The communication experience and therapeutic relationships between parents and health care providers (HCPs) impacts the quality of patient care. A guiding “communication crisis” description was created to encourage study participants to describe difficult communication encounters between parents and HCPs where their perspectives regarding the recommended patient care conflicted (ie, parent refusal of a lumbar puncture), which created barriers to the provision of optimal care and the development of therapeutic relationships in the pediatric hospital setting. The purpose of this research was to highlight factors that may contribute to communication crises through the characterization of these circumstances.
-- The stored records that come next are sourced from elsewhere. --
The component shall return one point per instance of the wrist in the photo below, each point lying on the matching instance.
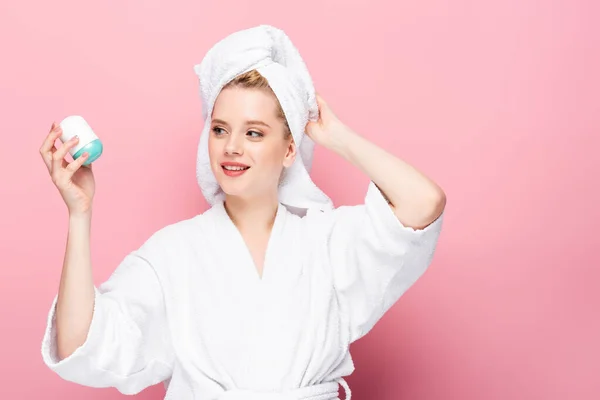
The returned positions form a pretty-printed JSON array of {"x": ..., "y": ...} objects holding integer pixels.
[{"x": 80, "y": 216}]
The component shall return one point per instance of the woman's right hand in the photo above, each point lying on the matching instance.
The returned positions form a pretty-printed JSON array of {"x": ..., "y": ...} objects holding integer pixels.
[{"x": 75, "y": 184}]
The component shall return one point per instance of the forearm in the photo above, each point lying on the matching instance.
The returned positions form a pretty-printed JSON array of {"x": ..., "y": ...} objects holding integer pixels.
[
  {"x": 76, "y": 292},
  {"x": 416, "y": 200}
]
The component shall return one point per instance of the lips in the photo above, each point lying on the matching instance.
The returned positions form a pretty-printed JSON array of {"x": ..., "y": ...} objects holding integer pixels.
[
  {"x": 231, "y": 166},
  {"x": 234, "y": 169}
]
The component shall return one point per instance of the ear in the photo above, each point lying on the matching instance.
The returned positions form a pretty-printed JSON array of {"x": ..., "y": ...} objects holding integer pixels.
[{"x": 290, "y": 154}]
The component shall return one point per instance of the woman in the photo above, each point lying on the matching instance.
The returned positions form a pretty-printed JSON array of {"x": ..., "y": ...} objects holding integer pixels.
[{"x": 247, "y": 300}]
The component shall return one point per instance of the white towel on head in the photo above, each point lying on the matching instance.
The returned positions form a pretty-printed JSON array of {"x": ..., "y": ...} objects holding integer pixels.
[{"x": 270, "y": 51}]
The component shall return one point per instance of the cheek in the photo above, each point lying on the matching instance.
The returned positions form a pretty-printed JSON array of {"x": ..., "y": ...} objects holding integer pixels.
[{"x": 270, "y": 156}]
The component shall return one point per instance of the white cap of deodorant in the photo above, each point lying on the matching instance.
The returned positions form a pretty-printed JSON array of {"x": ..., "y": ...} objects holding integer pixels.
[{"x": 88, "y": 140}]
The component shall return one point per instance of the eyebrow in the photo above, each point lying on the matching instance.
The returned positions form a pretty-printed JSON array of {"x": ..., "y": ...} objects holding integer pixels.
[{"x": 248, "y": 122}]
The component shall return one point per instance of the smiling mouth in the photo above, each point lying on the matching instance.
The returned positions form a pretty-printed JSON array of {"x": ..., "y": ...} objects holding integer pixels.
[{"x": 233, "y": 168}]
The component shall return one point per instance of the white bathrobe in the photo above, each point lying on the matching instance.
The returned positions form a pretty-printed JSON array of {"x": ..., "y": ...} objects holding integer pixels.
[{"x": 189, "y": 309}]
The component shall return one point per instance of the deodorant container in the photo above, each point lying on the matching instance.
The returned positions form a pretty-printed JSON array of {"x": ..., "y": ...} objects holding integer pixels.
[{"x": 88, "y": 141}]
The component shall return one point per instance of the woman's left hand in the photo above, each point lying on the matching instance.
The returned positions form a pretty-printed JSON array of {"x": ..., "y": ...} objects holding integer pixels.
[{"x": 328, "y": 130}]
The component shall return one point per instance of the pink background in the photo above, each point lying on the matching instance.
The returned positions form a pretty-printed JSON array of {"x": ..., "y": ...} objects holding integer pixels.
[{"x": 497, "y": 100}]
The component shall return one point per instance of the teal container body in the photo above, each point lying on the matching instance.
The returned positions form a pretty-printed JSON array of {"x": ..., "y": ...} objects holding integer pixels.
[{"x": 94, "y": 148}]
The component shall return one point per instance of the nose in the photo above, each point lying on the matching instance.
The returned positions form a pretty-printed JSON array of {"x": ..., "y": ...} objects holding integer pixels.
[{"x": 233, "y": 146}]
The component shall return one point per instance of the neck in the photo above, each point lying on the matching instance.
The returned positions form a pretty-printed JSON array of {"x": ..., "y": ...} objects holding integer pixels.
[{"x": 252, "y": 214}]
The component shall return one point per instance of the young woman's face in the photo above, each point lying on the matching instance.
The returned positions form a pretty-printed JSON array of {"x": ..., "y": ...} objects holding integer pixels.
[{"x": 247, "y": 145}]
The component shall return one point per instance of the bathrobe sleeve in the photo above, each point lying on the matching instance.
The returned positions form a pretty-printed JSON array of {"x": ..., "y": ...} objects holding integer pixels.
[
  {"x": 128, "y": 345},
  {"x": 375, "y": 259}
]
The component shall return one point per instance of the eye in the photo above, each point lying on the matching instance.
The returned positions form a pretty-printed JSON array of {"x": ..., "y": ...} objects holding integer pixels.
[
  {"x": 254, "y": 134},
  {"x": 217, "y": 130}
]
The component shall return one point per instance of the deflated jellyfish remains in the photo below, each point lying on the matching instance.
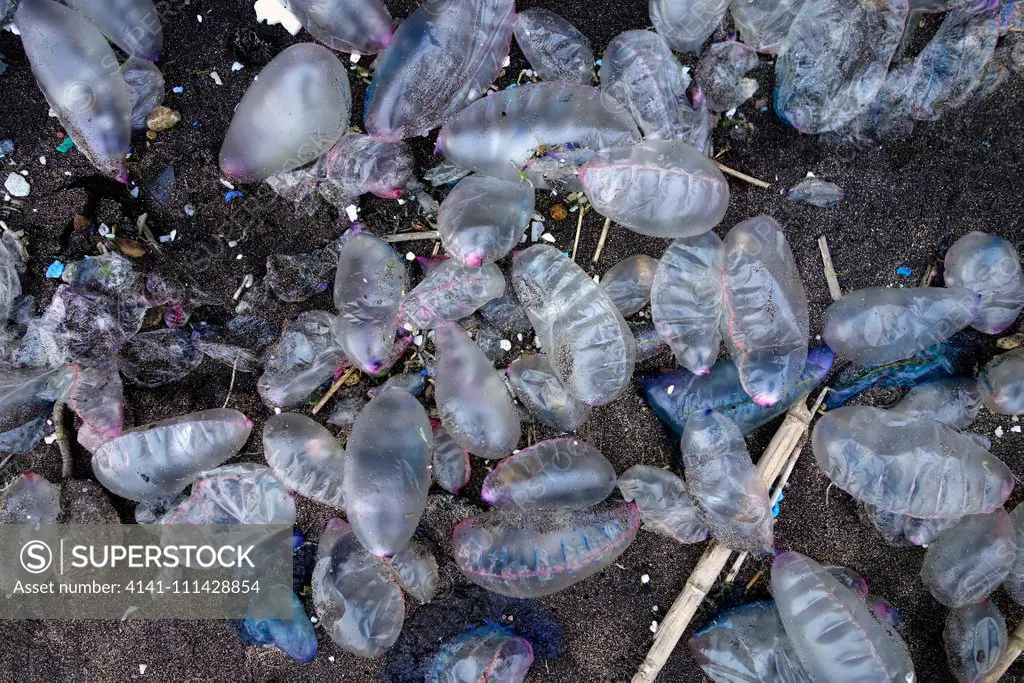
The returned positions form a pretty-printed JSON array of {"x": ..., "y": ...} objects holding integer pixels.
[{"x": 551, "y": 336}]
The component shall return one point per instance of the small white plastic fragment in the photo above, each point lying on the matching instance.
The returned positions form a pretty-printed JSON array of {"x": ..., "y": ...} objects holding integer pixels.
[{"x": 273, "y": 11}]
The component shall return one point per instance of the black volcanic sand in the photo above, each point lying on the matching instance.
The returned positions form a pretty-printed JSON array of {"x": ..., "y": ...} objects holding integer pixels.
[{"x": 905, "y": 203}]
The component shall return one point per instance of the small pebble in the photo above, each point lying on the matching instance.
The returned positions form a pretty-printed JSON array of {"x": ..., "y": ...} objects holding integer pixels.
[
  {"x": 162, "y": 118},
  {"x": 17, "y": 185}
]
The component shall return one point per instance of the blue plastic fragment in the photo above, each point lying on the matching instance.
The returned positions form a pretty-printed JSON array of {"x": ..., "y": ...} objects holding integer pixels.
[{"x": 55, "y": 270}]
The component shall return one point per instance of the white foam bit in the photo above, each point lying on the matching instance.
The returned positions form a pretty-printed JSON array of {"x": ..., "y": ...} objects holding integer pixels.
[{"x": 273, "y": 11}]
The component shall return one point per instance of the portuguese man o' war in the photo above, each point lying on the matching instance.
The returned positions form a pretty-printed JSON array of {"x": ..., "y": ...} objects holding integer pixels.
[
  {"x": 724, "y": 483},
  {"x": 686, "y": 301},
  {"x": 585, "y": 337},
  {"x": 528, "y": 556},
  {"x": 686, "y": 24},
  {"x": 639, "y": 71},
  {"x": 364, "y": 27},
  {"x": 482, "y": 218},
  {"x": 241, "y": 494},
  {"x": 970, "y": 559},
  {"x": 449, "y": 462},
  {"x": 131, "y": 25},
  {"x": 677, "y": 394},
  {"x": 387, "y": 472},
  {"x": 368, "y": 291},
  {"x": 765, "y": 325},
  {"x": 509, "y": 132},
  {"x": 79, "y": 76},
  {"x": 534, "y": 382},
  {"x": 473, "y": 403},
  {"x": 664, "y": 503},
  {"x": 557, "y": 474},
  {"x": 306, "y": 357},
  {"x": 663, "y": 188},
  {"x": 834, "y": 60},
  {"x": 294, "y": 112},
  {"x": 487, "y": 654},
  {"x": 832, "y": 630},
  {"x": 305, "y": 457},
  {"x": 938, "y": 361},
  {"x": 1001, "y": 383},
  {"x": 30, "y": 499},
  {"x": 555, "y": 49},
  {"x": 764, "y": 24},
  {"x": 748, "y": 643},
  {"x": 163, "y": 458},
  {"x": 722, "y": 75},
  {"x": 295, "y": 637},
  {"x": 950, "y": 68},
  {"x": 910, "y": 466},
  {"x": 145, "y": 89},
  {"x": 451, "y": 292},
  {"x": 441, "y": 57},
  {"x": 359, "y": 604},
  {"x": 975, "y": 638},
  {"x": 628, "y": 283},
  {"x": 988, "y": 265},
  {"x": 882, "y": 325},
  {"x": 1014, "y": 584},
  {"x": 816, "y": 191},
  {"x": 954, "y": 401},
  {"x": 897, "y": 529}
]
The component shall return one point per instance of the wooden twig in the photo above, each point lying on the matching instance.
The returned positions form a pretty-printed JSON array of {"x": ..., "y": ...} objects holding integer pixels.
[
  {"x": 600, "y": 242},
  {"x": 334, "y": 387},
  {"x": 230, "y": 387},
  {"x": 1014, "y": 648},
  {"x": 742, "y": 176},
  {"x": 412, "y": 237},
  {"x": 67, "y": 461},
  {"x": 576, "y": 244},
  {"x": 715, "y": 557},
  {"x": 830, "y": 278}
]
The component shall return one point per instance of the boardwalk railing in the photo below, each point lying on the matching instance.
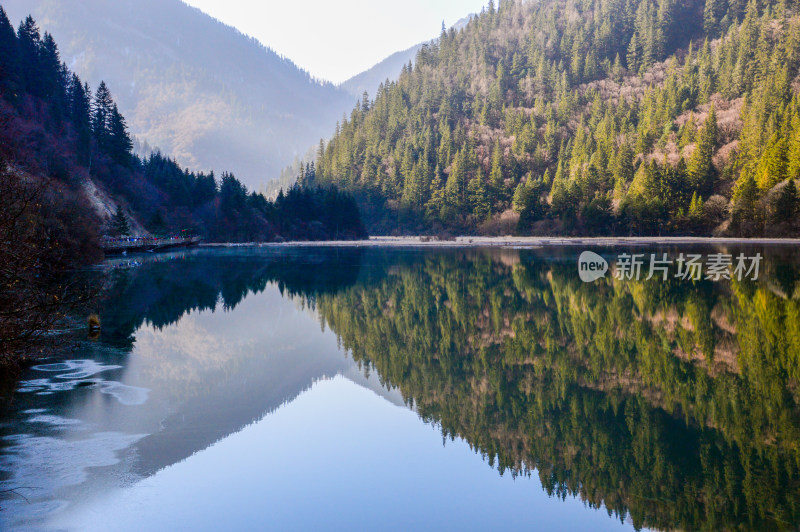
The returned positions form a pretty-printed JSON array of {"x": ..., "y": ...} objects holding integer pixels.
[{"x": 119, "y": 245}]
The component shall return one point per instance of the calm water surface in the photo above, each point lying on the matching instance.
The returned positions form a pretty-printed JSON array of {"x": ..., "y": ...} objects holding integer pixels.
[{"x": 359, "y": 389}]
Participants were multidisciplinary HCPs and parents (n = 37) with firsthand experience regarding communication crises. Data were collected through focus groups (7), semistructured interviews (2), and a verification focus group where open-ended questions regarding participants’ experiences were used. Data were analyzed by using a constructivist grounded theory approach.


Three themes and 11 subthemes (communication crisis risk factors) were identified: (1) health care team factors (communication skills, care processes, and interprofessional communication), (2) family and/or parent factors (language or cultural barriers, mental health conditions, socioeconomic factors, and beliefs), (3) patient factors (acute condition, unclear diagnosis, unstable condition, and medical complexity). A core theory emerged: parent trust in their HCP significantly impacts the therapeutic relationship and can mitigate communication crises despite the presence of risk factors.


We highlight factors that may be predisposing to communication crises in pediatric hospital settings. Awareness of these factors can support timely identification and implementation of relationship care and foster the establishment of trusting relationships.